獣医師のA先生が、動物病院の先生になられて13カ月目のことです。ある日の帰り道、事故に遭いました。帰宅中、信号待ちしているA先生の車は、後ろから猛スピートで走っていた車に追突されました。そして、A先生は長い長い眠りにつきました。
事故のあと、A先生の意識が戻ったのは3カ月後だったといいます。脳神経に大きな損傷があり、高次脳機能障害を引き起こしていました。手足に大きな損傷はなかったのですが、うまく動かせない状態になっていました。そして何より、その人が、その人ではなくなってしまったようでした。あの日まで積み上げてきた獣医師としての経験や知識が、粉々になっていたというのです。
◇ ◇
私が現在勤務している動物病院は、実はA先生が勤務しておられたところです。A先生が入院されたために人手が足りず、急きょ働くことになったのです。
A先生が担当されていた多くの患者さんも診察しました。A先生の書かれたカルテを読むだけで、優秀な獣医師であることがわかりました。獣医師になられてまだ1年と少しだというのに、そうとは思えない診断と治療の完成度に感心しました。
A先生が勤務されていたころの病院は、動物看護師の人数が少なく、A先生はあらゆる仕事をされていました。診察して、薬局で薬の処方を作って、そのまま受付でお会計…というのを一人でこなすこともしばしば。それでも診察中はじっくりと飼い主さんのお話を聞いてくれる「さわやか青年」だったそうで、マダムに絶大な人気があったそうです。後釜が私のようなおばちゃんだったので、飼い主さんはみなさん、非常にがっかりされていました。
ある日、珍しい不整脈の病気にかかっている柴犬が診察に来られました。A先生が事故に遭われる前に診断され、的確な治療をされている犬でした。私は、A先生が退院されて職場に復帰されたときのことを想像しました。A先生がその柴犬を診てがっかりされないように、治療を頑張らねば…。お会いしたことのないA先生のために、私が出来ることはそのぐらいでした。
その柴犬の治療は1年余りに及びました。その不整脈の根本治療はペースメーカーを埋め込むことなのですが、飼い主さんは手術を希望されませんでした。そこで、治療は飲み薬のみで行なわれました。
当初は症状の改善が出来たのですが、病気は徐々に進行し、最後は薬を飲むことを非常に嫌がるようになって…。そして、A先生の職場復帰を待たずして、ついに亡くなってしまいました。

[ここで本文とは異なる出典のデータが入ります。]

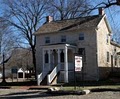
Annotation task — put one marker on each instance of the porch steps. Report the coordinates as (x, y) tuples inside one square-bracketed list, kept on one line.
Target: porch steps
[(44, 81)]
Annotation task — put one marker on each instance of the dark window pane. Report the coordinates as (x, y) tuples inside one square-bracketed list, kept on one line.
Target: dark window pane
[(63, 38), (62, 56), (46, 58), (81, 36), (47, 39), (81, 51)]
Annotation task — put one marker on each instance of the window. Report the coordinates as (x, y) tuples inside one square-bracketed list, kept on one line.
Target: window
[(81, 36), (62, 56), (46, 58), (81, 51), (47, 40), (63, 38), (108, 56), (107, 38)]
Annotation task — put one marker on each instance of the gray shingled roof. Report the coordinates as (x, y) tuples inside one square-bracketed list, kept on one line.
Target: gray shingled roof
[(70, 24)]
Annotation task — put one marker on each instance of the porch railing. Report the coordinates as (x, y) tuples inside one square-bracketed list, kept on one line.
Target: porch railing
[(41, 76), (52, 75)]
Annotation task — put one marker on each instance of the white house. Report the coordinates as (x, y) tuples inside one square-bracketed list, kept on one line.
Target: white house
[(58, 41)]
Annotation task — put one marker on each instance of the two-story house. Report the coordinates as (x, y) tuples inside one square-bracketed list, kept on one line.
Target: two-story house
[(58, 41)]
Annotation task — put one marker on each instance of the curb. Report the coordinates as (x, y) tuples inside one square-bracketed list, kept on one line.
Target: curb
[(63, 92)]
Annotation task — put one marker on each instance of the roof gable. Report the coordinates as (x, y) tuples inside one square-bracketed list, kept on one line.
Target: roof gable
[(70, 24)]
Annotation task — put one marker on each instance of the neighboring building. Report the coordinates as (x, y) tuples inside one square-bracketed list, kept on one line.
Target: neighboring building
[(20, 58), (58, 41)]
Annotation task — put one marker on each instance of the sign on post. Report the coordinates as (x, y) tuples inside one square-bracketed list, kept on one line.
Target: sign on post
[(78, 63)]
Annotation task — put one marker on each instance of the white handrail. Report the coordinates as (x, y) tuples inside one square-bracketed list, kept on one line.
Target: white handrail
[(41, 76), (53, 74)]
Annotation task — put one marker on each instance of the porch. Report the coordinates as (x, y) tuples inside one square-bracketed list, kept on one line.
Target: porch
[(57, 58)]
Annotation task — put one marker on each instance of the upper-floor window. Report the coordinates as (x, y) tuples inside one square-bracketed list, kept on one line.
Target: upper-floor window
[(81, 36), (63, 38), (47, 40)]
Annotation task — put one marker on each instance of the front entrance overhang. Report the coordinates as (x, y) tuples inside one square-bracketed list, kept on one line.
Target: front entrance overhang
[(53, 53)]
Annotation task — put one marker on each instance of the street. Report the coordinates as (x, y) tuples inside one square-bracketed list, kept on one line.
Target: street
[(40, 94)]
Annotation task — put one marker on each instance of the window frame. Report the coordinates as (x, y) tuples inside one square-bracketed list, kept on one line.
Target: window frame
[(82, 53), (81, 36), (47, 40), (108, 57), (63, 38)]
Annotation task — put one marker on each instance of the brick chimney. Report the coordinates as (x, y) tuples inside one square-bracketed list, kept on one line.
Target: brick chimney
[(49, 19), (101, 11)]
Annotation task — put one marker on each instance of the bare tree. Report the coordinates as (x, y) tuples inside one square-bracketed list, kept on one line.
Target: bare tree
[(6, 44), (66, 9), (26, 15), (106, 4)]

担当していた患者さんが亡くなってしまった悲しみ、そして獣医師として職場復帰が出来ないままで、患者さんの力になれなかった不甲斐なさ…。いろいろな感情が沸き起こっておられるだろうA先生のことを思うと、私はとても悲しく思いました。
A先生のためにも、この柴犬の症例レポートを書き、学会誌に投稿することを思い立ちました。作業には、1年がかかりました。もちろん、その症例レポート作成者名は、私とA先生としました。
◇ ◇
風の便りで、A先生は出身大学の近くの街に引っ越しされているようでした。私はA先生の名前の入った症例レポートが掲載された学会誌を、A先生に郵送しました。私がどのような経緯でこの動物病院で勤務しているのか、そして、この症例について感じたことを書いた手紙を添えて。
まもなく、しっかりとした文章で、A先生から返信のメールが届き、私は少し安心しました。A先生は、獣医師としての粉々になった経験と知識を、再び手繰り寄せてつなぎ合わせるために、大学付属の動物医療センターで研修医として勉強されておられました。身体のリハビリも続けておられました。
それからさらに数年経ち、つい先日、A先生が車いすを降りて、ステッキを持ってゆっくり、しかししっかりとした歩様で、歩くことが出来るようになった動画を拝見しました。
しっかりと、前を向いて生活しておられるA先生に、頭が下がりました。A先生は、今日もリハビリを続けておられます。
◇ ◇
■高次脳機能障害とは 交通事故や外傷などで脳が部分的に損傷を受けると、記憶力、集中力の低下、思考能力や空間認知能力の障害、言葉がうまく理解できない/話せない、感情や行動の抑制がきかなくなるなどの症状が現れることがあります。こうした症状によって、日常生活に支障を来たしている状態が、高次脳機能障害です。損傷を受けた脳内の箇所によって、症状の現れ方はさまざまです。外見ではこれらの障害が分かりにくいため、本人自身やその家族も症状の理由が分からずに、戸惑いや誤解、トラブルが起こることも少なくありません。この障害についての正しい知識と情報の普及が求められています。